Chairman David Crum, R-Augusta, said the House Social Services Budget Committee would decide today whether to embrace the governor's proposal to shutter Kansas Neurological Institute and transfer all 160 residents to community-based living units over a two-year period.
"Come to committee ... prepared to make a decision," he said. "We want to do the right thing."
The idea of closing KNI has been a topic of debate for more than 15 years. Emotion produced by discussion of that possibility never fails to reflect loyalty of parents or guardians to disabled residents and passion of individuals campaigning to end all forms of institutionalization.
People living at KNI have significant physical and developmental disabilities. They are primarily middle-aged adults. Many have problems with seizures, while others are fed with tubes. Many can't talk and don't walk. Some have lived at the facility for decades.
Ann Byington, representing the Kansas Association for the Blind and Visually Impaired, said she found irony in Brownback's proposal to relocate KNI clients from their homes and the governor's steadfast belief all life should be viewed as sacred.

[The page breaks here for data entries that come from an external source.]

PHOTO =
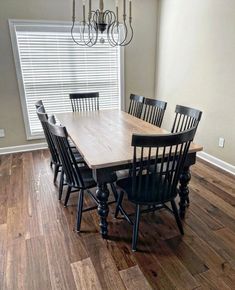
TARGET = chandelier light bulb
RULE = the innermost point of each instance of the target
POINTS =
(97, 22)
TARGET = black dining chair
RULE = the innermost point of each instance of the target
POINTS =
(77, 177)
(43, 117)
(55, 159)
(136, 105)
(185, 118)
(84, 102)
(154, 111)
(157, 163)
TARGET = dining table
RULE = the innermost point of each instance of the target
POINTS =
(103, 138)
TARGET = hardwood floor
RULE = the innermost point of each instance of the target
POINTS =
(40, 250)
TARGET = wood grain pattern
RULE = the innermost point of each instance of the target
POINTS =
(85, 275)
(40, 250)
(104, 137)
(134, 279)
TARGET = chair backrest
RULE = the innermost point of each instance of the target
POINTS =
(136, 105)
(185, 118)
(157, 163)
(154, 111)
(42, 116)
(84, 101)
(38, 104)
(69, 164)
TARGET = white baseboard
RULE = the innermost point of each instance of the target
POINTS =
(22, 148)
(217, 162)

"Closure of this facility will be a tool of murder," Byington said.
Brownback has said repeatedly he has been assured KNI's residents would receive high-quality care in the community and that costs to the state for providing services to the institute's residents can be reduced.
Rocky Nichols, executive director of the Disability Rights Center of Kansas, said tracking of Kansans transferred to community settings upon closure of Winfield State Hospital in 1998 demonstrated the "complete disconnect" between anxiety of parents or guardians and reality in practice.
He said research conducted one year and 13 years after Winfield's closure showed former patients with extreme disabilities experienced better quality of life outside the institution.
"When people are in the community," Nichols said, "they become more independent and their health improves."
Nichols said activists supportive of closing KNI would withdraw the endorsement if the Legislature didn't pledge all financial savings from the change to delivering services to thousands of developmentally disabled Kansans who qualify for state assistance but don't receive help due to lack of funding.
Brownback made no provision in his budget to funnel savings to Kansas' waiting list.
"The money following the person is going to be key to this," said Ray Dalton, deputy secretary of the Kansas Department of Social and Rehabilitation Services.